Why is this so? In part, the life of the country and of small towns is usually slower and more tradition-based than the cities, where change, especially from recent immigration surges, is constant. In London, Europe's most ethnically diverse capital, successive waves of immigration – Huguenots (French Protestants), Jews, Irish, later West Indians, Pakistanis, Indians, later still Central European workers and Russian oligarchs -- were building a highly diverse city from the 19th century, a movement which accelerated through the 20th into the 21st centuries.
This wasn't a peaceful process. A fascist movement, the Blackshirts, staged anti-Jewish demonstrations in London's East End in the 1930s. In 1968, workers from London's docks marched in support of the Conservative politician Enoch Powell, who had forecast "rivers of blood" to flow from largescale West Indian immigration. In 1985, black youths rioted in the south London district of Brixton after the accidental shooting by police of a black woman.
Yet more recently, the UK capital seems to have become more comfortable with its ethnic jumble. Tending to vote left, it elected, in 2016, the son of a Muslim Pakistani immigrant family, the Labour politician Sadiq Khan, as mayor -- a choice derided by Mr Trump.
Europe's city-country and educational splits all impact on elections, but, as in the United States, the issues of immigration, of identity and of relative deprivation now overlay, often exacerbate, the older divides. In Sweden, for example, migrants are blamed for crime and in Germany anti-immigrant riots have cast shadows on what was seen to be -- and often still is -- relatively trouble-free acceptance of many of the immigrants.
As in the United States, immigration remains a large motor of political turbulence.

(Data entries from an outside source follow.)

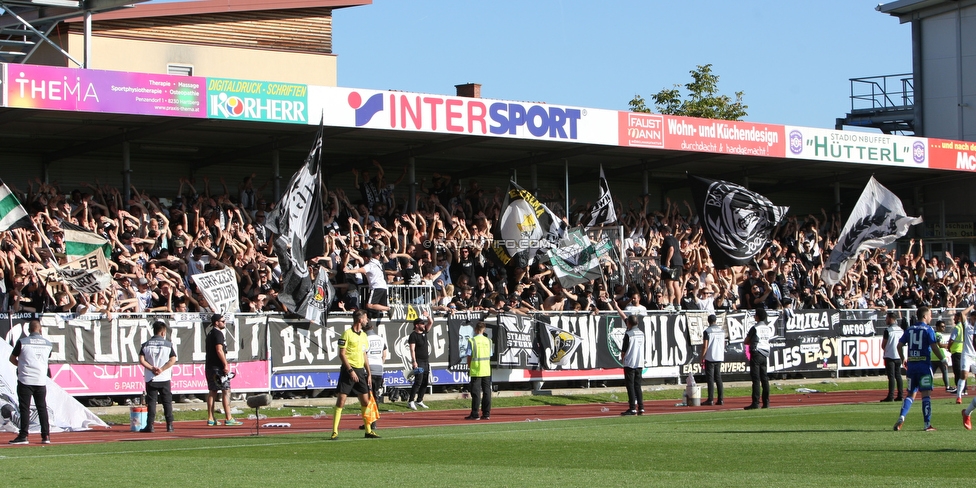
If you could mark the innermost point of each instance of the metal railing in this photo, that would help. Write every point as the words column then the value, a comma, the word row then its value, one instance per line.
column 890, row 92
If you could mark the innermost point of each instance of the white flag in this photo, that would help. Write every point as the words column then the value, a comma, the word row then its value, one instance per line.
column 220, row 289
column 878, row 219
column 603, row 212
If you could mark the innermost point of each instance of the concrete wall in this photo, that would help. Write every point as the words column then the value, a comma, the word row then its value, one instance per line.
column 248, row 64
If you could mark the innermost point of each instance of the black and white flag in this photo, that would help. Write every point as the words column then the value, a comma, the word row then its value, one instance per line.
column 878, row 219
column 323, row 294
column 558, row 345
column 603, row 212
column 737, row 222
column 526, row 226
column 297, row 223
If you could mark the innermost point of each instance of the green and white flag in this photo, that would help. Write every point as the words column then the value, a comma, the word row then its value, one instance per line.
column 79, row 241
column 12, row 213
column 577, row 260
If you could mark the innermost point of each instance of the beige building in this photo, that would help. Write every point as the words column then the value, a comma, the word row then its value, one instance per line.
column 284, row 40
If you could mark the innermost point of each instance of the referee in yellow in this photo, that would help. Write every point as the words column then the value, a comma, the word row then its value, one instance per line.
column 354, row 376
column 479, row 368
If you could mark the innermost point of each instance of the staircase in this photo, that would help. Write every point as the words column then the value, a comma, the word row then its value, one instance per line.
column 883, row 102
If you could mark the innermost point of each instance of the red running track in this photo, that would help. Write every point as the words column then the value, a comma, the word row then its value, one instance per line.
column 197, row 429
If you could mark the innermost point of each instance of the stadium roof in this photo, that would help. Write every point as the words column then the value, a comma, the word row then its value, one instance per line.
column 198, row 7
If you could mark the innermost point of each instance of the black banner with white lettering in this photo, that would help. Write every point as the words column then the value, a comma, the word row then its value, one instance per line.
column 95, row 339
column 515, row 344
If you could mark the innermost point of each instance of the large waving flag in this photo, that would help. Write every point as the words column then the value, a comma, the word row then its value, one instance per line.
column 526, row 226
column 558, row 345
column 603, row 212
column 737, row 222
column 12, row 213
column 297, row 223
column 878, row 219
column 577, row 260
column 79, row 241
column 323, row 294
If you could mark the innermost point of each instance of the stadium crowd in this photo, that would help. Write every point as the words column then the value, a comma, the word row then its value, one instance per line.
column 159, row 242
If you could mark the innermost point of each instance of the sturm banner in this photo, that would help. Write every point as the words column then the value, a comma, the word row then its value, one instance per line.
column 515, row 345
column 96, row 339
column 94, row 355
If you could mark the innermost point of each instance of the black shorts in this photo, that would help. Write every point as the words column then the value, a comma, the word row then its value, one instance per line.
column 213, row 383
column 673, row 274
column 349, row 387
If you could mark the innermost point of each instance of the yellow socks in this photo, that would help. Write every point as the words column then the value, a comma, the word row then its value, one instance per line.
column 369, row 427
column 335, row 420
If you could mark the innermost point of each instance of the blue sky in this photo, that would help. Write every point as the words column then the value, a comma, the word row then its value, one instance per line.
column 793, row 59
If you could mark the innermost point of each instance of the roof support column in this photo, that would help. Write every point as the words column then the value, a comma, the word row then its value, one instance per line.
column 87, row 64
column 645, row 175
column 276, row 172
column 534, row 177
column 126, row 175
column 837, row 196
column 566, row 176
column 412, row 184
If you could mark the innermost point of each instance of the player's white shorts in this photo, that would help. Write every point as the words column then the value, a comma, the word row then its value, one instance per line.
column 968, row 364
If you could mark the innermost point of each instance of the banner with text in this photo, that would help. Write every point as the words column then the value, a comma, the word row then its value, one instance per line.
column 117, row 92
column 857, row 147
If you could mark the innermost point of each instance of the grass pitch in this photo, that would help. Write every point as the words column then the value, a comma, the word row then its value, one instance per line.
column 845, row 445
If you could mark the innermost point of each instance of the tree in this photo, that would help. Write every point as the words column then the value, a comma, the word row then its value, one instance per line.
column 703, row 100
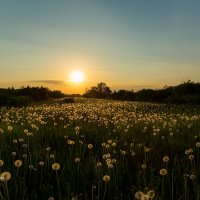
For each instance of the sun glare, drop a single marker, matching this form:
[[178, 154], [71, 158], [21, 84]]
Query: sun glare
[[77, 77]]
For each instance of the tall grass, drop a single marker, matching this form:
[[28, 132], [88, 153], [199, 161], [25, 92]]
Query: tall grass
[[104, 149]]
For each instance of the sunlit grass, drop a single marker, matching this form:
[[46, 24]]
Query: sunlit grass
[[98, 149]]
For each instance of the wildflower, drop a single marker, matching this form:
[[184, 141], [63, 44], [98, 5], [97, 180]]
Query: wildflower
[[51, 156], [51, 198], [5, 176], [24, 145], [133, 153], [114, 144], [146, 149], [24, 155], [198, 144], [10, 128], [106, 178], [151, 194], [139, 195], [30, 166], [145, 197], [103, 144], [110, 165], [1, 163], [163, 172], [113, 161], [41, 163], [165, 159], [108, 161], [48, 149], [14, 153], [192, 176], [123, 152], [18, 163], [99, 164], [144, 166], [25, 131], [55, 166], [90, 146], [191, 157], [14, 141], [77, 160], [21, 140]]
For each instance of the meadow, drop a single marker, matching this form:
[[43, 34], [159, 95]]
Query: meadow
[[98, 150]]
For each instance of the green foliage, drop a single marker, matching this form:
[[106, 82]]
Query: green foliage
[[126, 141], [26, 95], [185, 93]]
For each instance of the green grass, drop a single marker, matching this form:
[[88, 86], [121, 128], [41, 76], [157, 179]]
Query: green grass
[[129, 141]]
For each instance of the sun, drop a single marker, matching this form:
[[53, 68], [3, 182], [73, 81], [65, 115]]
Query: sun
[[77, 77]]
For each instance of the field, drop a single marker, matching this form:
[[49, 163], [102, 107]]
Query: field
[[98, 150]]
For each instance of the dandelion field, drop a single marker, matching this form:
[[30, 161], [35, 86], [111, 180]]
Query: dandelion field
[[98, 150]]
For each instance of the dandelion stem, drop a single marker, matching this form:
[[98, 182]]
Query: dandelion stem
[[104, 194], [58, 185]]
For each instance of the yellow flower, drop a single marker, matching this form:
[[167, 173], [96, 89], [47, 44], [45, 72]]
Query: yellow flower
[[106, 178], [18, 163], [55, 166], [5, 176]]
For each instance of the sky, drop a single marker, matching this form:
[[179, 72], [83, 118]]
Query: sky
[[128, 44]]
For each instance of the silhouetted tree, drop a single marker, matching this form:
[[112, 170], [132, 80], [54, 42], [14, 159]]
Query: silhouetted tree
[[99, 91]]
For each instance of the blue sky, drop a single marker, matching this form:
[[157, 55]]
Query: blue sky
[[127, 44]]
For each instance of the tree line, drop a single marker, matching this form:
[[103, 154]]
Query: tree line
[[26, 95], [184, 93]]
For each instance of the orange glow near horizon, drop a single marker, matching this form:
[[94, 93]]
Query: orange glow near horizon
[[77, 77]]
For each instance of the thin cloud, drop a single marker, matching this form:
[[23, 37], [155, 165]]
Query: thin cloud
[[54, 82]]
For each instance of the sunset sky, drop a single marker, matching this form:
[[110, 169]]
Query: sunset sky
[[130, 44]]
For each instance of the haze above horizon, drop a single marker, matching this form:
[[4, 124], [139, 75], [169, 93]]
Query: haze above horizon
[[122, 43]]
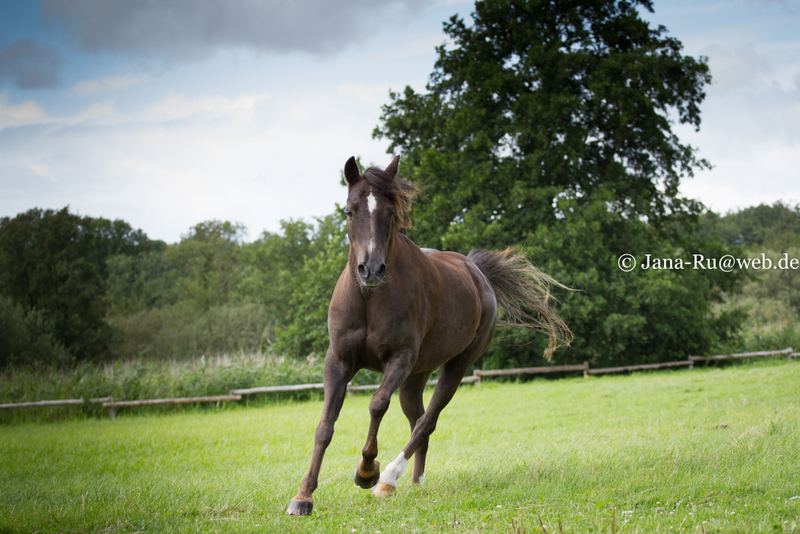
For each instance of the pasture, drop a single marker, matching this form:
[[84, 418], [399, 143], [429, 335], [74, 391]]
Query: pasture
[[706, 450]]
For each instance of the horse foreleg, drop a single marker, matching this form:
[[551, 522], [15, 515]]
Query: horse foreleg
[[337, 375], [396, 372]]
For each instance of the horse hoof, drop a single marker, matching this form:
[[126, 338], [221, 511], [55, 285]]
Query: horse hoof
[[383, 490], [299, 508], [368, 479]]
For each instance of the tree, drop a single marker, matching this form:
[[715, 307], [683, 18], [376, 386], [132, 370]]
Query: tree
[[538, 99], [550, 124], [306, 329], [207, 259], [46, 266]]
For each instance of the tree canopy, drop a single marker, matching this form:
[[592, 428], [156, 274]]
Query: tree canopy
[[537, 99], [549, 124]]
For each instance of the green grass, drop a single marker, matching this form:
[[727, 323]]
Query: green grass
[[705, 450]]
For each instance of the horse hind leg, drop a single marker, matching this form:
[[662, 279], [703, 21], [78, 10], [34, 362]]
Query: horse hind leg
[[413, 407], [449, 379], [368, 470], [423, 428]]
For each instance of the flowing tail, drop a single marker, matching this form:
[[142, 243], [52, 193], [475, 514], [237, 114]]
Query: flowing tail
[[523, 293]]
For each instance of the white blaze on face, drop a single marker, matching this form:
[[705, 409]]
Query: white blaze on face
[[394, 471], [372, 203]]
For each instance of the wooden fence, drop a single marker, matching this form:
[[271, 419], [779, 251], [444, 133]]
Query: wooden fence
[[236, 394]]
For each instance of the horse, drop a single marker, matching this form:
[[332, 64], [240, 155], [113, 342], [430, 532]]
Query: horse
[[407, 311]]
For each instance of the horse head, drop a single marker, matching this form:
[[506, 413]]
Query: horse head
[[377, 207]]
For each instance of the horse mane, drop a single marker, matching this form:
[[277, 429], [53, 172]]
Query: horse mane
[[400, 192]]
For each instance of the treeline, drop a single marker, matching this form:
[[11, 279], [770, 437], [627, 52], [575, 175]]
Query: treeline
[[76, 288], [546, 125]]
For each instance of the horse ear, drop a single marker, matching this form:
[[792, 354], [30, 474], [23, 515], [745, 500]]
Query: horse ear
[[351, 173], [392, 168]]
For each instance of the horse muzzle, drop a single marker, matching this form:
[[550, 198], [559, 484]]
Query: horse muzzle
[[371, 276]]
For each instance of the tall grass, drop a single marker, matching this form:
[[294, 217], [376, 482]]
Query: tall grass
[[141, 378], [707, 450], [182, 331]]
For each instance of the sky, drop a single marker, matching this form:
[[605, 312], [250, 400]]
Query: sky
[[167, 114]]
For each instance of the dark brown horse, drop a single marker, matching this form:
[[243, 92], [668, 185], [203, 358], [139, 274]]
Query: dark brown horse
[[406, 311]]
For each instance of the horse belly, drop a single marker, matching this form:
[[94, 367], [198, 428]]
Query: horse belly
[[453, 328]]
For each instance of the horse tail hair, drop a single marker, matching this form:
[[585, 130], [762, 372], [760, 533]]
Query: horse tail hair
[[523, 295]]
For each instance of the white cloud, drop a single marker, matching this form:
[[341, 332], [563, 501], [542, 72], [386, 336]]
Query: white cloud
[[30, 113], [250, 158], [109, 84]]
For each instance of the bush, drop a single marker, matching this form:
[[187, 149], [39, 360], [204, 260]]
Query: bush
[[181, 331], [26, 338]]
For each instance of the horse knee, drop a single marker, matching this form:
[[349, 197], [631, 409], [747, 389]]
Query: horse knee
[[424, 427], [379, 405], [324, 435]]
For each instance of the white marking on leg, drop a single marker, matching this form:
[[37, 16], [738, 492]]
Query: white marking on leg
[[394, 471]]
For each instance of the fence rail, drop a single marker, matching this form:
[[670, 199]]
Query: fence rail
[[236, 394]]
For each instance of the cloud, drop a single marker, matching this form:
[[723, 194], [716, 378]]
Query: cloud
[[194, 29], [168, 164], [30, 113], [109, 84], [30, 65]]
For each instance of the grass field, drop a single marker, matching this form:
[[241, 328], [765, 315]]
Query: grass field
[[705, 450]]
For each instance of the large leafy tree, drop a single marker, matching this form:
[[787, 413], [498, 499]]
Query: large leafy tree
[[537, 98], [550, 124]]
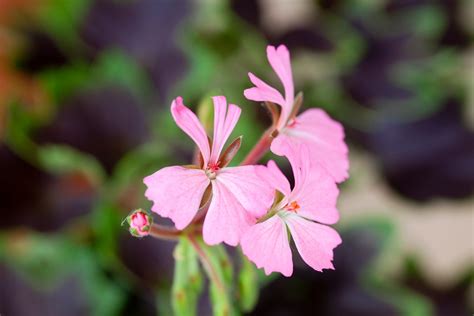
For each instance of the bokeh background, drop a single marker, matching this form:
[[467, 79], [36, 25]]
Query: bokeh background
[[85, 89]]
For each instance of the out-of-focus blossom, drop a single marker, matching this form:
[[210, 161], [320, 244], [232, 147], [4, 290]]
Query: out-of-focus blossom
[[97, 122], [140, 223], [146, 30], [239, 195], [300, 210], [334, 292], [323, 136]]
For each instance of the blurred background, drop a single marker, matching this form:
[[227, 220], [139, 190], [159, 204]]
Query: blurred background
[[85, 89]]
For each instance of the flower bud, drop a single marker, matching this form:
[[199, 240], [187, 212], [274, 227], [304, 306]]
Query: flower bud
[[140, 223]]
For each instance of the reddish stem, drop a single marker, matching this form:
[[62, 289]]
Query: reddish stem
[[164, 232], [260, 148]]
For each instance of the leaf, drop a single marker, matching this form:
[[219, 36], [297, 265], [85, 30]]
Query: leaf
[[248, 285], [228, 154], [218, 267], [60, 159], [187, 282], [45, 261]]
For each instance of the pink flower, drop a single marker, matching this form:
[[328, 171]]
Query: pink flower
[[323, 136], [301, 210], [140, 223], [238, 194]]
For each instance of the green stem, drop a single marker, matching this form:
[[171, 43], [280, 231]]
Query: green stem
[[206, 262], [260, 148]]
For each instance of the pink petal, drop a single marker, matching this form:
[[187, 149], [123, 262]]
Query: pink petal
[[324, 138], [317, 196], [266, 244], [250, 190], [225, 120], [296, 155], [176, 193], [315, 191], [263, 92], [226, 219], [315, 242], [274, 177], [190, 124], [279, 59]]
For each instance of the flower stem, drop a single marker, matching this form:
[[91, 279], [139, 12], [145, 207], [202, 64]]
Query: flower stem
[[260, 148], [164, 232], [207, 264]]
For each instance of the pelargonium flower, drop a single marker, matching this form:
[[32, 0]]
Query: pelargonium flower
[[302, 210], [239, 195], [140, 223], [323, 136]]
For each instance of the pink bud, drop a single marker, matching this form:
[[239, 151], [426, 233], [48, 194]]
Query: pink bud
[[140, 223]]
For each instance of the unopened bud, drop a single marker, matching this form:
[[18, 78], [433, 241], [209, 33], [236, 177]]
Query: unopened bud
[[140, 223]]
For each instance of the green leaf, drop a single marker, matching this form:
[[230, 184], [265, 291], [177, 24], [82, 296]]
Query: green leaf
[[61, 19], [218, 267], [187, 282], [109, 69], [61, 159], [46, 261], [248, 285]]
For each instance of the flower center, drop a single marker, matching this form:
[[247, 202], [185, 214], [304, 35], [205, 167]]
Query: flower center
[[211, 170], [292, 207], [292, 123]]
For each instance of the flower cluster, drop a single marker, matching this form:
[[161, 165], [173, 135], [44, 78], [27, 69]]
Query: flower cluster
[[254, 205]]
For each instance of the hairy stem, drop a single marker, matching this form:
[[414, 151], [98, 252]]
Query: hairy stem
[[164, 232], [260, 148], [207, 264]]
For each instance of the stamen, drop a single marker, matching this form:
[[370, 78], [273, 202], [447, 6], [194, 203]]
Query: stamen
[[211, 170], [293, 207]]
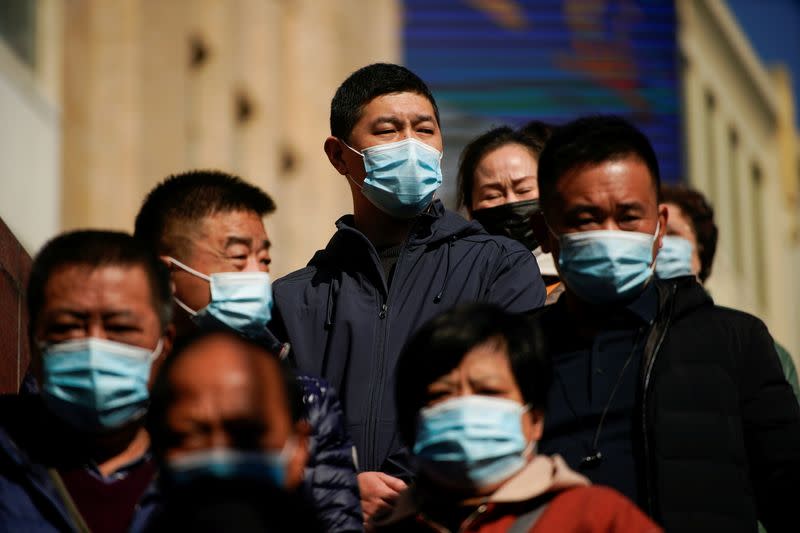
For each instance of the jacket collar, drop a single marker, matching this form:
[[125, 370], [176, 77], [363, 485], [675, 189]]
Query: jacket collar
[[542, 475]]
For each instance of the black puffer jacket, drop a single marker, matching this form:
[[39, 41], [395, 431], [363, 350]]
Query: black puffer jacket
[[717, 426]]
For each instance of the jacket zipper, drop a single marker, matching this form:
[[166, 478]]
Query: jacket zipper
[[648, 372]]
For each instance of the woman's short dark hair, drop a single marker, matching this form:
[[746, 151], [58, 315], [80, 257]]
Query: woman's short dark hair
[[701, 216], [532, 136], [441, 344]]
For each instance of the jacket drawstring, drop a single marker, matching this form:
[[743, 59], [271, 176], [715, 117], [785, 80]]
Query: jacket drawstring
[[438, 297], [333, 292]]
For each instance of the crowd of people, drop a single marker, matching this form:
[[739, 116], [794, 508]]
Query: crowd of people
[[549, 363]]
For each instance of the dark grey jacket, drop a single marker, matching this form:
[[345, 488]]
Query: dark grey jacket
[[717, 425]]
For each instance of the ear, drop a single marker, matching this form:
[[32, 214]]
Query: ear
[[297, 463], [542, 232], [334, 151]]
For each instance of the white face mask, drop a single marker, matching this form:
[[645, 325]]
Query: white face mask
[[240, 300]]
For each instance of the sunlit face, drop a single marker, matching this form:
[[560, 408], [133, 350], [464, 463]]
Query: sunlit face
[[233, 241], [504, 175], [109, 302], [385, 119], [486, 371], [680, 225], [613, 195], [225, 398]]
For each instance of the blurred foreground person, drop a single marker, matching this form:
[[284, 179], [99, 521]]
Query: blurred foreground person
[[689, 248], [398, 260], [497, 184], [471, 391], [227, 429], [76, 456], [207, 226], [677, 403]]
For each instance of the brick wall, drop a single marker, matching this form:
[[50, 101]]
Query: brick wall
[[14, 266]]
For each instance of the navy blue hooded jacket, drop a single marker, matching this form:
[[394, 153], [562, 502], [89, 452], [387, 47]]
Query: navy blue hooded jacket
[[29, 500], [347, 326]]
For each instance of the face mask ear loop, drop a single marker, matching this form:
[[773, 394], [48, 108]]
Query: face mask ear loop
[[352, 149], [354, 182], [158, 349], [193, 272]]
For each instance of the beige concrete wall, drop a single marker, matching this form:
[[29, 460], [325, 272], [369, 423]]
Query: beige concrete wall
[[153, 87], [30, 185], [736, 121]]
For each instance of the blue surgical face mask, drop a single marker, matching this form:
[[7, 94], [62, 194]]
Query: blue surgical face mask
[[402, 177], [268, 466], [471, 441], [606, 266], [675, 258], [96, 384], [240, 300]]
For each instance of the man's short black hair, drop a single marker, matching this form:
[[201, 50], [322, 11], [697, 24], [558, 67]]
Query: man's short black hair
[[366, 84], [701, 215], [590, 141], [441, 344], [184, 200], [97, 249], [532, 136], [162, 394]]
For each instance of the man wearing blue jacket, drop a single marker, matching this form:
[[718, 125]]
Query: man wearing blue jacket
[[207, 226], [397, 261], [76, 457]]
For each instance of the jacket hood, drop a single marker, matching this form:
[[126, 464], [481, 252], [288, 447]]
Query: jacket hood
[[542, 475], [434, 226]]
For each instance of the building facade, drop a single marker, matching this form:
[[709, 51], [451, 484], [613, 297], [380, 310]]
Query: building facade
[[743, 153]]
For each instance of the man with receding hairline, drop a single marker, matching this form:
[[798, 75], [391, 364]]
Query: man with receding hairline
[[208, 227]]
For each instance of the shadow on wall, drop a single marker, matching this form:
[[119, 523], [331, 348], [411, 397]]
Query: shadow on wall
[[15, 264]]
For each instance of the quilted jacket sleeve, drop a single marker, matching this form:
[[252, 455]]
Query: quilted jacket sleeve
[[515, 283], [330, 476]]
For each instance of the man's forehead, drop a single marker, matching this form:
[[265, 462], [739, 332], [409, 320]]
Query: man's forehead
[[110, 287], [626, 180]]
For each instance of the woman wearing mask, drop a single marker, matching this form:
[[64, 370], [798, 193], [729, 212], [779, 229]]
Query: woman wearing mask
[[471, 388], [497, 185]]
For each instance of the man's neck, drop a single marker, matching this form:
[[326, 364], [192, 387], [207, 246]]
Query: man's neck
[[381, 229]]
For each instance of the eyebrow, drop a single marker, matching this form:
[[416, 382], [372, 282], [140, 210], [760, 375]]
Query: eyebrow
[[396, 121]]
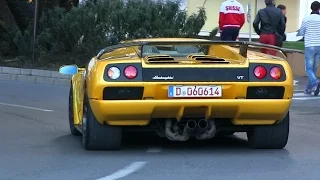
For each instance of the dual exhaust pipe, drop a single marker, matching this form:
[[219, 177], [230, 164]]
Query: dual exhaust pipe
[[204, 130]]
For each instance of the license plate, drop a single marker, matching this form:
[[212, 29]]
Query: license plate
[[194, 91]]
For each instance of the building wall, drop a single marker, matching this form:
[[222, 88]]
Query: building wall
[[213, 8]]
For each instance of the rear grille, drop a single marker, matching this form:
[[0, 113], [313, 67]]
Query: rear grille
[[123, 93], [207, 59], [265, 92], [160, 59]]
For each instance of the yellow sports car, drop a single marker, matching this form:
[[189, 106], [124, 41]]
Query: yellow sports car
[[181, 88]]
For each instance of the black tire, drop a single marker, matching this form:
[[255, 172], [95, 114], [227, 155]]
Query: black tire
[[270, 137], [96, 136], [73, 130]]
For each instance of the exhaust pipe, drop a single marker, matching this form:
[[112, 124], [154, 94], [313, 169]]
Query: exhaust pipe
[[203, 126], [175, 136], [206, 131], [191, 126]]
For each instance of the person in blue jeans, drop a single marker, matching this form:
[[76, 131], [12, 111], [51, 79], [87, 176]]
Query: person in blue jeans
[[310, 31]]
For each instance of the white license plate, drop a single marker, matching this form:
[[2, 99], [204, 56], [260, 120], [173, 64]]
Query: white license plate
[[194, 91]]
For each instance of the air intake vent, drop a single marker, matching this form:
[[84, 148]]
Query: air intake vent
[[160, 59], [207, 59]]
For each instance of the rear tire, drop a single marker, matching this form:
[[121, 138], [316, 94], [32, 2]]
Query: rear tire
[[96, 136], [270, 137], [74, 131]]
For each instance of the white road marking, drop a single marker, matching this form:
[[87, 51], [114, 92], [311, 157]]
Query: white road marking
[[302, 96], [133, 167], [154, 150], [26, 107]]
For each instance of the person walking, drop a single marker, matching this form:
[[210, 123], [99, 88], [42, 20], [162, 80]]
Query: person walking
[[284, 12], [272, 26], [231, 20], [310, 31]]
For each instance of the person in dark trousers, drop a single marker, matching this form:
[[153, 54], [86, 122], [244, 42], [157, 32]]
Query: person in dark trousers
[[284, 12], [231, 20], [272, 23], [309, 29]]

German Chancellor Angela Merkel's opening of the borders to immigrants caused splits in her centre-right coalition, weakening her to the point where she is now likely to face a leadership challenge before she finishes her mandate in 2021.
The common element in all of these issues, in all Western countries, is a revolt, greater or lesser in extent, against rapid change, against liberal elites and against a loss of identity – white, in the main, but also of settled communities of past waves of immigrants. Populists, right to signal these concerns, are wrong to claim that answers are simple. But arguments of complexity are, in an impatient time, suspect. Divisions, not only in the United States, presently deepen. - REUTERS
John Lloyd co-founded the Reuters Institute for the Study of Journalism at the University of Oxford.